Monday, 24 January 2011

The Titanic Obsession

Titus has been obsessed with the Titanic since the beginning of December. He's seen the movie, he's read the book (or at least had it read to him)... no detail is too small or uninteresting. We've done character analyses on Captain Smith, and social analyses on the class differences, raising questions as to the injustice of the rich people's better chances of survival. Time and again, we have questioned the idiocy of neither having enough lifeboats on board, nor being able to lower them into the ocean when fully laden. The obsession even extends to the private lives of the main protagonists of the film, namely Kate Winslet and Leonardo di Caprio. Titus believes that if they had got married in real life, Kate "wouldn't have wasted time with her two ex-husbands" and that Leo "would have been married by now, and not be waiting for his girlfriend to say yes". (He may have a point, but I doubt they would be interested.) We know, now, that the Titanic had four funnels, only three of which were functional. We know what the three classes had for dinner. And we speculate endlessly on what became of Rose (Kate Winslet's character) and how she managed to live so long. And why she insisted on bringing her goldfish to the research ship.

Usually Titus' obsessions fade after a couple of weeks and are replaced by a new one. Not this time. This morning, on the way to kindergarten, I was coerced into a quick roleplay, where he was the captain of RMS Carpathia (again, sorry if you already know, but if not - this was the ship that came to the Titanic's rescue) and I was various sad, cold, wet passengers who had just been hauled out of the lifeboats. The captain was trying to make a list of all the survivors' names. It was quite a challenge even for my imagination, which is, to say the least, vivid. Perhaps it didn't help that we were struggling along in a blizzard.

I will get a brief period of respite this afternoon, as his friend Joseph is coming to play. Try as he might, Titus cannot get anyone else of his age to be interested in a ship that sunk 99 years ago.

Saturday, 22 January 2011

You will eat this... because we say so!!!!
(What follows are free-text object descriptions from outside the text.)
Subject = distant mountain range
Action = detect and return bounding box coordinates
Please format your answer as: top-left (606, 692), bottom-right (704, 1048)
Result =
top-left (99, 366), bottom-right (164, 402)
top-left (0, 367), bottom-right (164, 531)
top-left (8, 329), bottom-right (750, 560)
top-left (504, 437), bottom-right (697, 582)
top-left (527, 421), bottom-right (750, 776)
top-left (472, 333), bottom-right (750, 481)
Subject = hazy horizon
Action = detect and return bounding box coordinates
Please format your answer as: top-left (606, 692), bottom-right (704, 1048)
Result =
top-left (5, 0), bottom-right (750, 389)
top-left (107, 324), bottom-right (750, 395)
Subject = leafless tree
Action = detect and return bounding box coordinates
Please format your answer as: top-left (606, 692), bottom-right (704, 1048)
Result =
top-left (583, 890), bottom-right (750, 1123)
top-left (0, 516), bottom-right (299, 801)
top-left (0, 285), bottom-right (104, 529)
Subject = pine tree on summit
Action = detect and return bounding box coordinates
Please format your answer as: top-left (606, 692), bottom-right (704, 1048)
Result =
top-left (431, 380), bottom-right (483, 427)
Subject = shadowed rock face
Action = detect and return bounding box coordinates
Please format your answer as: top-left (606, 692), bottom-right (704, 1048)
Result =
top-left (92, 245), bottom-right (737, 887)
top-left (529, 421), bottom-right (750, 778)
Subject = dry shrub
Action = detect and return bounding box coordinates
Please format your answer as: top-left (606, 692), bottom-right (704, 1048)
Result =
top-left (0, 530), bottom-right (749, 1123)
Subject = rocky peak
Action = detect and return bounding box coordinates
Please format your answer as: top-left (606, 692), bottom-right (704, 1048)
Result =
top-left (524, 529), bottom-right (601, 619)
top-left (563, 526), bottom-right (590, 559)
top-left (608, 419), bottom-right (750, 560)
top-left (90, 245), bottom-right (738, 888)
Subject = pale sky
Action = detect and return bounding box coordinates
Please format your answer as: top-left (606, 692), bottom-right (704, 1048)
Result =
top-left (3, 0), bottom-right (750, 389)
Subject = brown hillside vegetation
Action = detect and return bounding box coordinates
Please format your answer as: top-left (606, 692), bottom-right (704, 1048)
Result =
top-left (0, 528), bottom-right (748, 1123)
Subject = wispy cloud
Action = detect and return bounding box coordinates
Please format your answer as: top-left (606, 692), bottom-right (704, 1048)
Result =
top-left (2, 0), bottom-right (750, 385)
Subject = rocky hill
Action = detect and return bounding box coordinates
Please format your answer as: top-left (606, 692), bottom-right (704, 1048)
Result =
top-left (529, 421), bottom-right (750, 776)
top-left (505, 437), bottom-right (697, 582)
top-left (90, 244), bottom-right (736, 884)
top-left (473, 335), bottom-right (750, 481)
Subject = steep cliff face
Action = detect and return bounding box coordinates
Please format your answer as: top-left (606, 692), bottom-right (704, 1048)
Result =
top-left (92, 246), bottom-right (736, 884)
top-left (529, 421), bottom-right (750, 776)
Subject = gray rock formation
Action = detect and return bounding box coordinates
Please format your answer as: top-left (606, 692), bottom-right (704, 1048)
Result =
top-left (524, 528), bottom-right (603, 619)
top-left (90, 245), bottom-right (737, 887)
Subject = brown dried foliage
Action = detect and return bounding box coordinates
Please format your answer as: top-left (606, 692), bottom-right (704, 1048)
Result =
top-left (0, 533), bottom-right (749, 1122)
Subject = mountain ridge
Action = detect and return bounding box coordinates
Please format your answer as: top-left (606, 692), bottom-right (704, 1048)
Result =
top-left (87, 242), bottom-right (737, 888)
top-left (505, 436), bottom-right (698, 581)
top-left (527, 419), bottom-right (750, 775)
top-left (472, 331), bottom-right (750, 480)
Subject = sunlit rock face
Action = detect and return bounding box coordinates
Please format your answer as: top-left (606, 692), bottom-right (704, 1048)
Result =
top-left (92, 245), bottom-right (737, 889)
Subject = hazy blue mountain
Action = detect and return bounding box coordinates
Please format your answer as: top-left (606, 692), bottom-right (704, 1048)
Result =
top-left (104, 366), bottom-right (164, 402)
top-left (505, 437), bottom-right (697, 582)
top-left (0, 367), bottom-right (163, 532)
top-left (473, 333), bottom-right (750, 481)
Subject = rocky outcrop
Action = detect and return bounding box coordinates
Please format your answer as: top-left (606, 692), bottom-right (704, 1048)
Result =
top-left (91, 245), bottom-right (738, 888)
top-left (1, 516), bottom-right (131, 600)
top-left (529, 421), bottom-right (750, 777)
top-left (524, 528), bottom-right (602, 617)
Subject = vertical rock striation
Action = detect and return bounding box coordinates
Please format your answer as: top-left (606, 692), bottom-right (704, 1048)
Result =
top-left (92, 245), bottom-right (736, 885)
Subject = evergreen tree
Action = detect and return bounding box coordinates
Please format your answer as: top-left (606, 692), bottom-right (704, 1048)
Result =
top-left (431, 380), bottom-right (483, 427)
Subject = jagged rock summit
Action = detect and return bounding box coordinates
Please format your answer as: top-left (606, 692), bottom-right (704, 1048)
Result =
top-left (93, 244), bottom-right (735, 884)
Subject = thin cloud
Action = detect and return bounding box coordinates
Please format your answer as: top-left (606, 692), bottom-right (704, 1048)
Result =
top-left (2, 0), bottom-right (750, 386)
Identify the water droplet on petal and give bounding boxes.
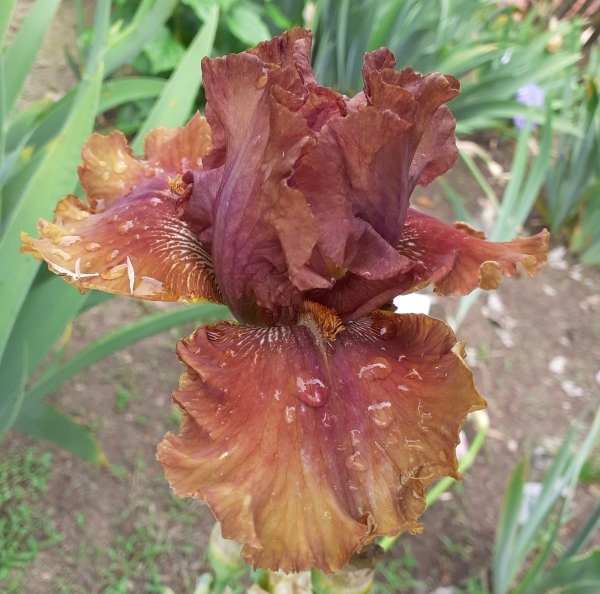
[144,168,156,178]
[285,406,296,424]
[439,450,448,462]
[100,264,127,280]
[58,235,80,247]
[367,401,394,428]
[106,249,119,263]
[371,316,397,340]
[50,248,72,262]
[150,197,163,206]
[98,160,106,167]
[295,375,328,407]
[397,384,409,392]
[118,220,134,235]
[358,358,392,381]
[345,451,367,471]
[102,171,110,181]
[113,160,127,173]
[85,242,101,252]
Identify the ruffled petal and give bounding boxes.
[198,30,326,324]
[397,209,550,295]
[21,116,221,303]
[157,303,485,572]
[307,210,549,319]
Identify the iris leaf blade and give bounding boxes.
[13,403,106,465]
[23,303,229,405]
[1,0,62,116]
[131,3,219,152]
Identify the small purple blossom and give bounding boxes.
[514,83,545,130]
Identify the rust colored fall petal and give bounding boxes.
[157,305,485,573]
[398,209,549,295]
[21,115,221,303]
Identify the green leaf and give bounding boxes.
[537,549,600,594]
[0,0,17,51]
[493,459,526,594]
[0,270,87,435]
[1,0,62,117]
[0,42,105,381]
[132,3,219,152]
[23,303,229,406]
[137,26,185,75]
[13,403,106,465]
[437,178,474,224]
[181,0,219,23]
[226,4,271,46]
[104,0,178,76]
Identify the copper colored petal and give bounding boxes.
[398,209,549,295]
[78,112,211,209]
[21,116,220,303]
[21,184,221,303]
[157,304,485,573]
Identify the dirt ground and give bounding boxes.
[3,2,600,593]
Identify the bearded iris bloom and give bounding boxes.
[22,29,548,573]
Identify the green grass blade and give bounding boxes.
[0,55,103,377]
[493,458,526,594]
[0,0,17,50]
[104,0,178,76]
[131,3,219,152]
[1,0,62,117]
[23,303,229,405]
[13,403,106,465]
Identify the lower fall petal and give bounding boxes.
[398,209,549,295]
[157,304,485,573]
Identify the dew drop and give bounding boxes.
[106,249,119,263]
[57,235,80,247]
[324,511,332,520]
[85,242,101,252]
[144,168,156,178]
[387,433,398,445]
[100,263,127,280]
[371,316,397,340]
[345,451,368,471]
[113,160,127,173]
[397,384,409,392]
[439,450,447,462]
[285,406,296,424]
[367,401,394,428]
[118,220,134,235]
[255,70,268,89]
[295,375,328,407]
[150,197,163,206]
[358,358,392,381]
[101,171,110,181]
[98,160,107,167]
[50,248,72,262]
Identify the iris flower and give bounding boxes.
[22,29,548,573]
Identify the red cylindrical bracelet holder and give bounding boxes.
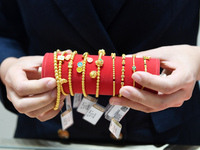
[41,53,160,95]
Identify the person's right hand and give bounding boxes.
[0,56,66,122]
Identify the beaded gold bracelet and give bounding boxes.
[141,56,151,90]
[111,53,116,97]
[132,54,136,87]
[54,49,68,110]
[119,54,126,97]
[95,49,106,98]
[68,51,77,96]
[58,51,69,96]
[82,52,89,97]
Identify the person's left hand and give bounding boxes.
[109,45,200,113]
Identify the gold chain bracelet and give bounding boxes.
[68,51,77,96]
[54,49,68,110]
[119,54,126,97]
[82,52,89,97]
[132,54,136,87]
[111,53,116,97]
[141,56,151,90]
[95,49,106,98]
Sorry - there was no internet yesterday (why????) but it seems to be back today. All a big mystery. Anyway, you didn't miss much. I have nothing of amusement or other value to report. Only, perhaps, an update on the sinister tiger glove puppet at Titus' kindergarten. Standing watching the kids frolicking in the snow yesterday lunchtime, I found myself next to the fierce and devout teacher. She said nothing, I said nothing. But then an inner voice told me it was now or never. Could you please explain this tiger puppet game to me, I asked. She launched into a detailed explanation. When she was done I asked what the tiger had against rice cakes. The ensuing discussion was so ridiculous and impossible to translate that I present you here with a mere synopsis: whoever the people in charge of nutrition are, at whatever the place, wherever it might be (presumably in Bavaria), they have decreed that the right and proper mid-morning snack must be a sandwich of wholemeal bread, the darker the better, with crusts, and, even more better, seeds or nuts. The filling of the sandwich is irrelevant. I know, because I checked. Teacher offered me a flyer about nutritional information, which I declined, feeling I had been patronised enough. So much for it being a free country. Do you think they'd mind if I put nutella in the sandwich?